ASRS 2024: FARETINA-DME Study

Theodore Lang, MD, MS, sat down to discuss his presentation on the FARETINA-DME Study at the American Society of Retina Specialists meeting held in Stockholm, Sweden.

Video Transcript:

Editor's note: The below transcript has been lightly edited for clarity.

Theodore Leng, MD, MS:

Thank you so much for having me today. I'm Ted Leng, a professor of ophthalmology in retina division here at Stanford University. Faricimab has been out since January of 2020 in the United States, and shortly thereafter in the UK. And what we want to do is look at the real-world evidence behind the use of faricimab in diabetic macular edema patients. Of course, we have the guidance from the phase 3 pivotal trials to go off of, but as we all know, a lot of patients don't qualify for clinical trials. There's under representation of certain populations in all clinical trials, and in the hands of physicians in the real world, we often use these medications very differently than they were used in these very controlled trials.

So this study looked at the American Academy of Ophthalmology's IRIS Registry, which is the largest specialty specific dataset in the world. There are over 540 million de-identified patient encounters. Seventy percent of all eye care encounters in the US are captured in this registry, so it is quite representative, going back to the point I made earlier about representative data. So what we did is, we took that data set and looked at patients who had a history of treatment with faricimab, and went through an algorithm to kind of whittle it down. So we looked at 2022 through 2023, and this study that we presented was actually a 12-month of follow up study. We found over 71,000 eyes that had faricimab during the study period, and then we excluded eyes that had diagnoses besides diabetic macular edema from that cohort, and then also kind of screened for at least 12 months of follow up after the index date through March of 2024. Those eyes also had to have at least 2 visual acuity measurements after the index date. What that came down to was about 7,700 eyes with faricimab that we were able to look at. It broke down to about 13% of them were treatment naive, and the rest were previously treated. So majority were previously treated.

We were expecting to see that the utilization of the medication would go down after the initial initiation period, or switching over a period, just like we saw in the phase 3 trial data. So we wanted to see confirmation that there were extended duration intervals in the eyes that were put on to faricimab. We did see that the number of injections did go down, and the way we addressed that in this study is that we looked at the first 6 months, versus the second 6 months after switching from the previous agent to faricimab. In this study, another thing that we were anticipating that a lot of eyes were going to be on aflibercept.

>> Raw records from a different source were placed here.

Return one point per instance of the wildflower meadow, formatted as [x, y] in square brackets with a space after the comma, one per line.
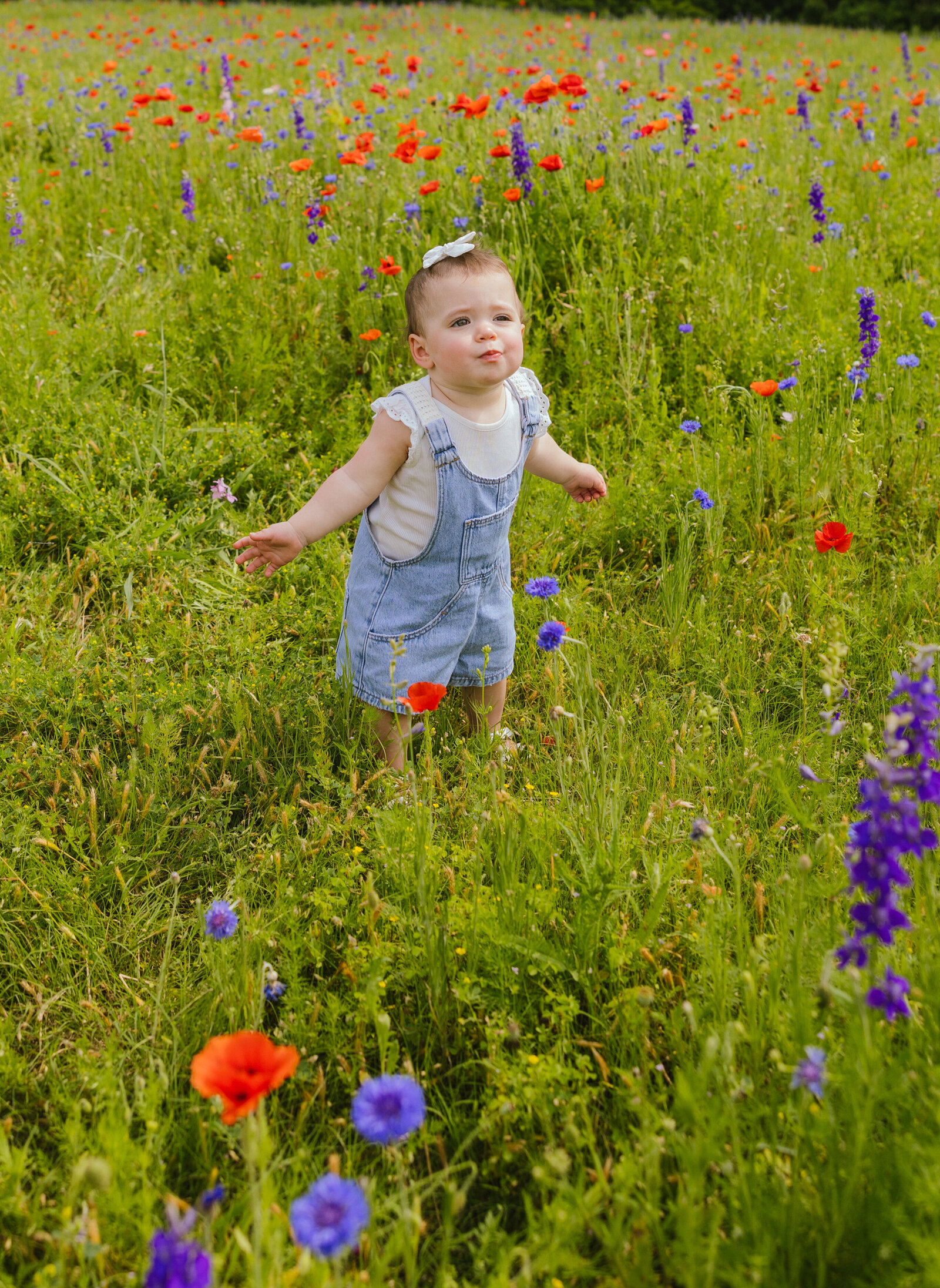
[648, 994]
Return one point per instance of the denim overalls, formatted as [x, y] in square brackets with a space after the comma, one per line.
[455, 596]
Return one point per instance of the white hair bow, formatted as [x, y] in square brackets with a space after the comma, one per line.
[454, 249]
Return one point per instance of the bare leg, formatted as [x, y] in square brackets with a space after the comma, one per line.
[391, 733]
[494, 696]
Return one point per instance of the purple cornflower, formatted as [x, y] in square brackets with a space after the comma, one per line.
[890, 827]
[550, 636]
[870, 337]
[222, 921]
[889, 996]
[522, 162]
[178, 1263]
[818, 203]
[330, 1217]
[390, 1108]
[810, 1074]
[703, 499]
[542, 588]
[186, 186]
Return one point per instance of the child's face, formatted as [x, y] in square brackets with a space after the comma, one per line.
[473, 331]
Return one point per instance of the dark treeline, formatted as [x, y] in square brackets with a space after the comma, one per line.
[878, 15]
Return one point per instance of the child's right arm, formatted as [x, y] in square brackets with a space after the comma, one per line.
[345, 494]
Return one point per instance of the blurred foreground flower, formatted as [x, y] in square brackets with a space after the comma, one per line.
[390, 1108]
[329, 1219]
[243, 1069]
[810, 1074]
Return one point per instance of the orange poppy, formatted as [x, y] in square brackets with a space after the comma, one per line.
[834, 536]
[243, 1069]
[425, 696]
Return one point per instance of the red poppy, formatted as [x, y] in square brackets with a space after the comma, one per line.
[834, 536]
[541, 92]
[406, 151]
[243, 1068]
[425, 696]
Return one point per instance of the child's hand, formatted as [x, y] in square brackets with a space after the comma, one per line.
[585, 484]
[271, 549]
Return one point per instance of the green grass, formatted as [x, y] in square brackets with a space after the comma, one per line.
[603, 1013]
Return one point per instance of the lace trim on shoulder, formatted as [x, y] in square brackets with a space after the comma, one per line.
[398, 407]
[526, 384]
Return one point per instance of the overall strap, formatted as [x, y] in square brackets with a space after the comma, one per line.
[434, 424]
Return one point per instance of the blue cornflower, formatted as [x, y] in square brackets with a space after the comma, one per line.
[550, 636]
[542, 588]
[222, 921]
[177, 1263]
[703, 499]
[390, 1108]
[889, 996]
[810, 1074]
[330, 1217]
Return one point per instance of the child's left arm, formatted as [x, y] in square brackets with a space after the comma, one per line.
[546, 460]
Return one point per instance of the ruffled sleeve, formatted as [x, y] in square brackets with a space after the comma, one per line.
[527, 385]
[398, 407]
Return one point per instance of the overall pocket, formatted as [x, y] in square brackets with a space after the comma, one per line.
[484, 542]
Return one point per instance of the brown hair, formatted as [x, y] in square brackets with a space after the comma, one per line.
[474, 263]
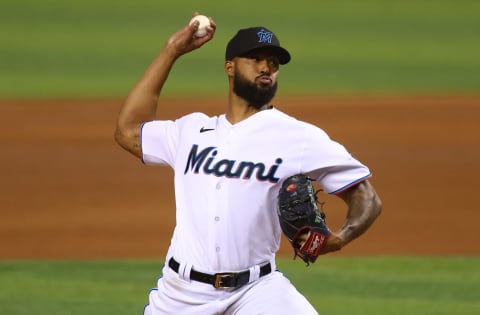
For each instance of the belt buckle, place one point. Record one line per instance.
(221, 278)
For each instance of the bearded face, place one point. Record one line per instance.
(257, 95)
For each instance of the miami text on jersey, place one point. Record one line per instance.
(205, 161)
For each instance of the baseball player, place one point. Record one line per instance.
(228, 171)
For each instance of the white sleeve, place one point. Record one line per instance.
(332, 165)
(158, 141)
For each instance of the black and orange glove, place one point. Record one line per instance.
(300, 219)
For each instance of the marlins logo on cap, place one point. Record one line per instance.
(252, 38)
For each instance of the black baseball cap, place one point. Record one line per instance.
(252, 38)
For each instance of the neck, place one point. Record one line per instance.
(238, 109)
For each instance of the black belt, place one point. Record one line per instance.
(222, 279)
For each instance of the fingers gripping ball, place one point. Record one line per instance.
(204, 23)
(300, 219)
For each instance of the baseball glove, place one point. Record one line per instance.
(300, 217)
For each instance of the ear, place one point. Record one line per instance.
(229, 68)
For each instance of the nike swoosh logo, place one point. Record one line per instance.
(203, 129)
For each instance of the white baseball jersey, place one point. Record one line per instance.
(227, 178)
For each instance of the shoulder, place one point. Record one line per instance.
(294, 124)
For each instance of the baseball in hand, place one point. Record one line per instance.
(202, 27)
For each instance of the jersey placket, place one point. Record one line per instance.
(220, 215)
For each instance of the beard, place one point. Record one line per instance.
(255, 96)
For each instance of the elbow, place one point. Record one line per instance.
(118, 136)
(377, 206)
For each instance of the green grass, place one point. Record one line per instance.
(58, 48)
(334, 285)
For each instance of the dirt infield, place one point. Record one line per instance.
(68, 191)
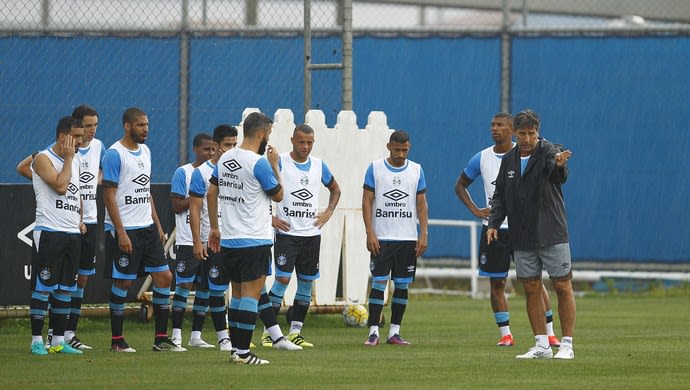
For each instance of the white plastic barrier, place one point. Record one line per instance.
(347, 150)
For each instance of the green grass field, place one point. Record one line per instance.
(621, 342)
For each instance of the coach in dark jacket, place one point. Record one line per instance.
(528, 192)
(532, 201)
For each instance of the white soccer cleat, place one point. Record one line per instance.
(225, 345)
(565, 352)
(537, 352)
(199, 343)
(285, 344)
(250, 359)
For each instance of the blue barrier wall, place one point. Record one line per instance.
(111, 74)
(619, 103)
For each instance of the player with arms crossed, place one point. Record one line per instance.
(494, 259)
(242, 187)
(134, 236)
(393, 200)
(298, 226)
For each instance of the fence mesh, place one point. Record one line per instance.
(192, 64)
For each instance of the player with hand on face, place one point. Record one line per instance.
(56, 236)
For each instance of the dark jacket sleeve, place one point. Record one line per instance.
(498, 200)
(555, 174)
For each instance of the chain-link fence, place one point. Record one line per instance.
(194, 63)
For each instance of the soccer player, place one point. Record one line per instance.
(528, 192)
(243, 184)
(298, 226)
(393, 200)
(90, 155)
(134, 236)
(187, 265)
(225, 138)
(494, 259)
(56, 236)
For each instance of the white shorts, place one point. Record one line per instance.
(554, 259)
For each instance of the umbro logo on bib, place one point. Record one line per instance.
(232, 165)
(86, 177)
(142, 180)
(302, 194)
(72, 188)
(395, 195)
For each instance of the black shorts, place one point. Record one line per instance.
(300, 254)
(240, 265)
(188, 269)
(494, 259)
(398, 258)
(147, 254)
(89, 241)
(213, 275)
(55, 260)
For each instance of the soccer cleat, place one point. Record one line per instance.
(199, 343)
(77, 344)
(372, 340)
(121, 346)
(38, 348)
(250, 359)
(297, 339)
(164, 344)
(553, 341)
(64, 348)
(537, 352)
(49, 339)
(225, 345)
(565, 352)
(397, 340)
(506, 341)
(266, 340)
(285, 344)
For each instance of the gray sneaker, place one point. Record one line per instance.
(565, 352)
(537, 352)
(164, 344)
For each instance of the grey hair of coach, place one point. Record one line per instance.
(526, 119)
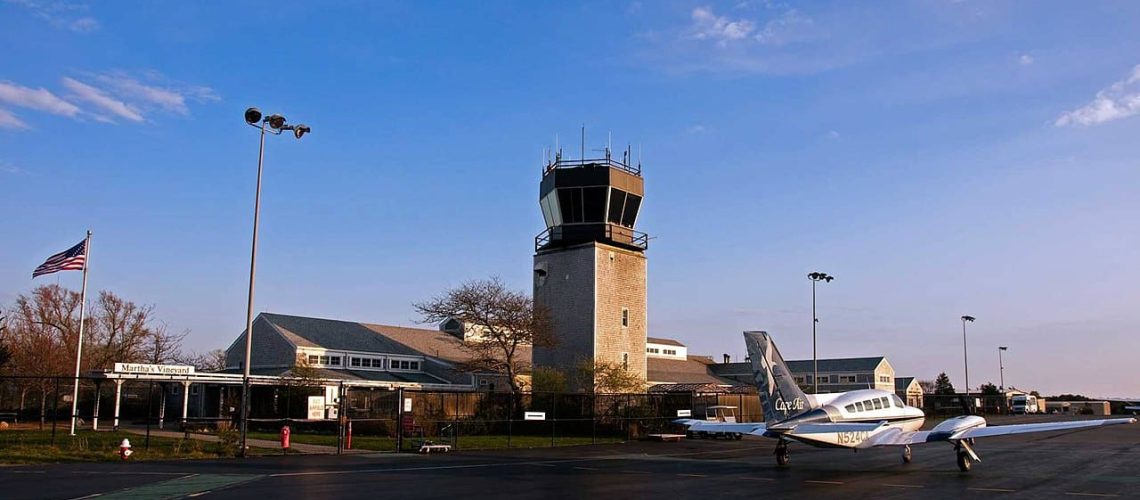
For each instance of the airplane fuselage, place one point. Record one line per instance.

In this study, 61% of the previously treated eyes were switched from aflibercept. So what we did see that in the treatment, naive eyes, on average, in the first 6 months after switching, they got about 3.5 injections, and in the second six months, it went down to about two injections. So there was kind of extension that happened after the first 6 months. And in previously treated eyes, which was a majority of the eyes, about 6,700 eyes, they had about 4 injections in the first 6 months on average. And then the in the second 6 months, it went down to about 2.5 injections. So that did confirm our findings that we anticipated. Regarding the kind of interesting and maybe potentially surprising findings, we did see specifically with the anatomic data, we had OCT data available for a subset of these eyes, and then in both the treatment naive and in the previously treated eyes, the mean CST improved by about 30 microns in both sets of eyes. And so I think the interesting finding here was that even in previously treated eyes, which most likely were getting regular treatments with other anti-VEGF agents, once they switched to faricimab, the eyes improves anatomically, which I found to be particularly interesting.

Another interesting finding was the visual acuity. So in treatment-naive eyes, we had a gain of about 4 letters from baseline of the previously-treated eyes maintained their vision, and so we would surmise that a lot of the patients that were switched from 1 agent to faricimab that were previously-treated, were either doing that with a goal of maybe, potentially, extending the duration of therapy, given the phase 3 trial data with the extended duration intervals. I love these real world data studies, because it really gives us a glimpse into what is happening with these drugs, you know, once they've been released, and after approval and the marketing has started.

I think we should all be confident to know that these drugs are 1: Safe. The rates of, you know, side effects, complications, infections, and so forth, were very consistent in our real-world data study compared to the phase 3 registered trials, so that's number one. I think the second thing is that, as this medication has been out now for over 2 years, there's been a lot of experience with it, and so I think using it as a first-line agent, I think it started to be done. We did see, again, about 13% of the patients in the real-world, being used in treatment, naive eyes, and so I think we could be competent to initiate therapy with this. And the last thing is that is that visual acuity seems to improve, and we're getting good anatomic outcomes with these, this new medication, faricimab, in the eyes for diabetic macular edema.

So, I think there was nothing, at least in my mind that would give me any pause personally. I would continue to use this agent in my patients, as well as initiating new patients with faricimab.